Mycobacterium tuberculosis (Mtb) currently infects billions of people; many of whom are latently infection and at risk for reactivation. Mycobacterium bovis Bacille Calmette-Guerin (BCG) while approved as a vaccine, is unable to prevent reactivation of LTBI. Subunit vaccines boosting BCG or given alone are being tested for efficacy in LTBI models. Alpha-crystallin (Acr, HspX), is a latency associated protein and subunit vaccine candidate.
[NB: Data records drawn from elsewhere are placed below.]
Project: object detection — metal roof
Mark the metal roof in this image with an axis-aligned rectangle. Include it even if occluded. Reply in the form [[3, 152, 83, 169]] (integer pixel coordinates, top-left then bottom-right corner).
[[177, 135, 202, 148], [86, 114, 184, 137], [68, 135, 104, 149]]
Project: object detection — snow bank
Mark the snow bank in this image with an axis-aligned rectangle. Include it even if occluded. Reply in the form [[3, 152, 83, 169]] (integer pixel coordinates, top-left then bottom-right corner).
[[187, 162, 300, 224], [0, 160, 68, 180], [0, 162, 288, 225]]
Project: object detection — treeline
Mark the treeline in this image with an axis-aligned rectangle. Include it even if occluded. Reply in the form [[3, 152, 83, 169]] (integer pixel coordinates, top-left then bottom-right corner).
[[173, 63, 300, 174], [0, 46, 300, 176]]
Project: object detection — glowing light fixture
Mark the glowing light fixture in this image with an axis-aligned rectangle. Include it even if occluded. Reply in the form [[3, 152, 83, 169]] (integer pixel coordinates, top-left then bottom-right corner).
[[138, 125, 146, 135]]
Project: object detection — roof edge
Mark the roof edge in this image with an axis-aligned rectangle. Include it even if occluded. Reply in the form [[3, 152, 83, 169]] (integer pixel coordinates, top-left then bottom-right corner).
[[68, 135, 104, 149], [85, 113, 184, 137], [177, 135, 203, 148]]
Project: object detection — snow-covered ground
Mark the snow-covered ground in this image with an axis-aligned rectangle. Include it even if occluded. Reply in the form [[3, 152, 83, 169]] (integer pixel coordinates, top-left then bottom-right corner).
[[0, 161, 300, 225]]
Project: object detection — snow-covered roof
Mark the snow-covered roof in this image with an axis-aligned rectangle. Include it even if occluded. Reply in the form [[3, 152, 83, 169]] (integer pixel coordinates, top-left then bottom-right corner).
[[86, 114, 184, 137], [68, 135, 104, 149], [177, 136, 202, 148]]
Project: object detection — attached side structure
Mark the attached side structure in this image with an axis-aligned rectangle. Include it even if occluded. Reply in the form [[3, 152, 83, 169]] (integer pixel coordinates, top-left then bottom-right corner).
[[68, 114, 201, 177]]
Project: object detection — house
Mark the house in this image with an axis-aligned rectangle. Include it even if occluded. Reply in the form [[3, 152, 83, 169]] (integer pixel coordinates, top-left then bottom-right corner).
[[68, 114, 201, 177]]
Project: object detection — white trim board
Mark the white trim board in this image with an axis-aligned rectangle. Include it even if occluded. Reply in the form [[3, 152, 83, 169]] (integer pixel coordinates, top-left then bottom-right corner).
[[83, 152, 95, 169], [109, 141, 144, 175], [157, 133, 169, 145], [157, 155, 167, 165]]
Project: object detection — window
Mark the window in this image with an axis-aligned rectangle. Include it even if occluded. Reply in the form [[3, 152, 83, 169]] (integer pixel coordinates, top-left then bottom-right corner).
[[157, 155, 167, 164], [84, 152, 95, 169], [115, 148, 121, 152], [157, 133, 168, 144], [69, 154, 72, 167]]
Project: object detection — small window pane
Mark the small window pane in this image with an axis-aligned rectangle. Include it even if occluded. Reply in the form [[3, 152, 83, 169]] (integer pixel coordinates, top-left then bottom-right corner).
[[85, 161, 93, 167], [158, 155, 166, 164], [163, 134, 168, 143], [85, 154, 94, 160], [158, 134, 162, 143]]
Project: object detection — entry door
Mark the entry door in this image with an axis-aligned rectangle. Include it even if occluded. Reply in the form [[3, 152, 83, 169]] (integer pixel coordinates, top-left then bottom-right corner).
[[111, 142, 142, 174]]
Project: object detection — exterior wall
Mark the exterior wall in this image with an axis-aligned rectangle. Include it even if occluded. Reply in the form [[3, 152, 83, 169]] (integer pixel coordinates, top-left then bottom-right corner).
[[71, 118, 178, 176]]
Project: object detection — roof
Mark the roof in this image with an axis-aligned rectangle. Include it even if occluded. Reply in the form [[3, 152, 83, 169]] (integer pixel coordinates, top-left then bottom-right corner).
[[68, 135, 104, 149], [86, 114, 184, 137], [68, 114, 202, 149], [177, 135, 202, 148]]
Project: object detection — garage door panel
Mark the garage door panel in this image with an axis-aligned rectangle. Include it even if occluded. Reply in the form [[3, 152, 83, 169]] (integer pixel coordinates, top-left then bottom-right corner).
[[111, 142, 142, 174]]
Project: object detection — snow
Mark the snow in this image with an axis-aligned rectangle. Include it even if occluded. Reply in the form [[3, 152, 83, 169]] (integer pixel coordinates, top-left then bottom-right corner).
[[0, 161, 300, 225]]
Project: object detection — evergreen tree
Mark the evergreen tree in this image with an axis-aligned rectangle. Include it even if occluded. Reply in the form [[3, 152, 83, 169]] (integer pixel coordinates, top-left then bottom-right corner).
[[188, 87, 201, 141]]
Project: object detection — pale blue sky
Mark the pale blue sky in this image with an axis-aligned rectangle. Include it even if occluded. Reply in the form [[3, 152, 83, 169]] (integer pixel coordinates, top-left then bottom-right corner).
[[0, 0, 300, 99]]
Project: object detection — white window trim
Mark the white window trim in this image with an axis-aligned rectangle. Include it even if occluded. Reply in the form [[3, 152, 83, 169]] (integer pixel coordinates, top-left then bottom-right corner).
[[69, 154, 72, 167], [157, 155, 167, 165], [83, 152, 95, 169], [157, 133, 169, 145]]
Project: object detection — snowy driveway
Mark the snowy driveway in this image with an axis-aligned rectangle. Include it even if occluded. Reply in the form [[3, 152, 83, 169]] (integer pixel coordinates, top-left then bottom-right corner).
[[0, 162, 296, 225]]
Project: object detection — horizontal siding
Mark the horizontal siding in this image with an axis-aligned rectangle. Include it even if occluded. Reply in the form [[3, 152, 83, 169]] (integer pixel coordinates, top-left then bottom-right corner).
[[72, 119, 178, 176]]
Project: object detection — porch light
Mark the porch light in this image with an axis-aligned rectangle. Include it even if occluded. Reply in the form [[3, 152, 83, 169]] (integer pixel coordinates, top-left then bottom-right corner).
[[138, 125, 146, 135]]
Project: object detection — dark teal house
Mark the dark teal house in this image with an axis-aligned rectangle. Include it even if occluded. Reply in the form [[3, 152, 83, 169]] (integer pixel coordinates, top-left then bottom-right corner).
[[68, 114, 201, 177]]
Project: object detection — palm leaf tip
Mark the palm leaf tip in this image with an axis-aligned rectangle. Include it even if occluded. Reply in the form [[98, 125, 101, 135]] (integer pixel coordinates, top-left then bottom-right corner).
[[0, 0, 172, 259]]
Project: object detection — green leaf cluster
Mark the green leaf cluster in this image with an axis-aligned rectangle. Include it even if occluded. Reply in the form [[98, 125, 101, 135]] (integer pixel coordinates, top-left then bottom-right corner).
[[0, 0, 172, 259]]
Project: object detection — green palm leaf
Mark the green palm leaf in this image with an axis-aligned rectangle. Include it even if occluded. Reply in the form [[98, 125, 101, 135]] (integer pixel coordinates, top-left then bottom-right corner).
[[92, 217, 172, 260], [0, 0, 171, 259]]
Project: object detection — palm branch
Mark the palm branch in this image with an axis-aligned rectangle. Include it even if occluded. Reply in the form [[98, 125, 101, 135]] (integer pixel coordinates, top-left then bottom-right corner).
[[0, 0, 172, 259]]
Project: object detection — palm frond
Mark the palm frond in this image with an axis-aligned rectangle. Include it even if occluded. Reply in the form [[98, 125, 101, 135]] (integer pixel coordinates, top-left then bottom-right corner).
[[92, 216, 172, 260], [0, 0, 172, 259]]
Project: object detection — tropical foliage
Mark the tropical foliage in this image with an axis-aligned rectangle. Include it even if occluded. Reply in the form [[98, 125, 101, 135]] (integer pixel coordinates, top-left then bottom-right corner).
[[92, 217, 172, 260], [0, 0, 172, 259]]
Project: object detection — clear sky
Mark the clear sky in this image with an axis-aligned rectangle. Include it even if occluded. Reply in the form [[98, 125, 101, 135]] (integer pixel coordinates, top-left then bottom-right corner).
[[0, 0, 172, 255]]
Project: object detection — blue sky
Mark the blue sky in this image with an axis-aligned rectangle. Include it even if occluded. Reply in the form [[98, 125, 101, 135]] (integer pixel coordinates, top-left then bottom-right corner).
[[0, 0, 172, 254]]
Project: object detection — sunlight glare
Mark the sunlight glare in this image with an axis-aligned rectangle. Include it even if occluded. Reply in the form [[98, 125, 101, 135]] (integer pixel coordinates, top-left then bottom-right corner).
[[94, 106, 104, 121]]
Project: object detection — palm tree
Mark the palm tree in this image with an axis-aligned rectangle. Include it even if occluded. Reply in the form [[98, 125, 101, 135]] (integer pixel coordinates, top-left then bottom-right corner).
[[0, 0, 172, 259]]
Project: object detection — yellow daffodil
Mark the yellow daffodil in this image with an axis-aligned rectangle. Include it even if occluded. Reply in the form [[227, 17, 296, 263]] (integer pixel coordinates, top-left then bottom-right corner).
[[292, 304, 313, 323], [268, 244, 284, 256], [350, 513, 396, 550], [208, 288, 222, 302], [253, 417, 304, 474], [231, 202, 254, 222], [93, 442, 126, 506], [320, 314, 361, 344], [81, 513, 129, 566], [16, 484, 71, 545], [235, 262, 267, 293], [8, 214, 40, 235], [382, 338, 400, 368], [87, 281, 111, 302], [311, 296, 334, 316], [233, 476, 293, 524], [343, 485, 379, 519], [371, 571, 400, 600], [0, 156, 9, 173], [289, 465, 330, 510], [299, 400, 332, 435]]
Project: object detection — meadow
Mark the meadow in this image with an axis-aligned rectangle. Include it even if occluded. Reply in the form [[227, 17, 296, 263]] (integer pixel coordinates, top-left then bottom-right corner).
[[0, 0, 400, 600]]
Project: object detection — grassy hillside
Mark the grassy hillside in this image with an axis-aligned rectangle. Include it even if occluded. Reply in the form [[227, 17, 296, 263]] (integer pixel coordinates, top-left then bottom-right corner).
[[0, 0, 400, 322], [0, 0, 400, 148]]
In this report, three HspX formulas (native and two recombinant variants) were used as vaccines in the guinea pig model of tuberculosis; none were protective during challenge with WT Mtb. However, recombinant HspX was protective in animals challenged with a strain of Mtb lacking hspX (X4-19), indicating protection was driven by molecules co-purifying with HspX or an adjuvant effect of recombinant HspX in this system. Mtb X4-19 was significantly less virulent than WT Mtb. Quantitative PCR and whole genome sequencing identified several genes (Rv2030c-Rv2032, Rv1062, Rv1771, Rv1907, and Rv3479) with altered expression that may contribute to loss of virulence. Physiological differences required for the establishment of Mtb infection in different hosts may affect the potential of subunit vaccines to elicit protection, supporting the need for rigorous biochemical and modeling analyses when developing tuberculosis vaccines.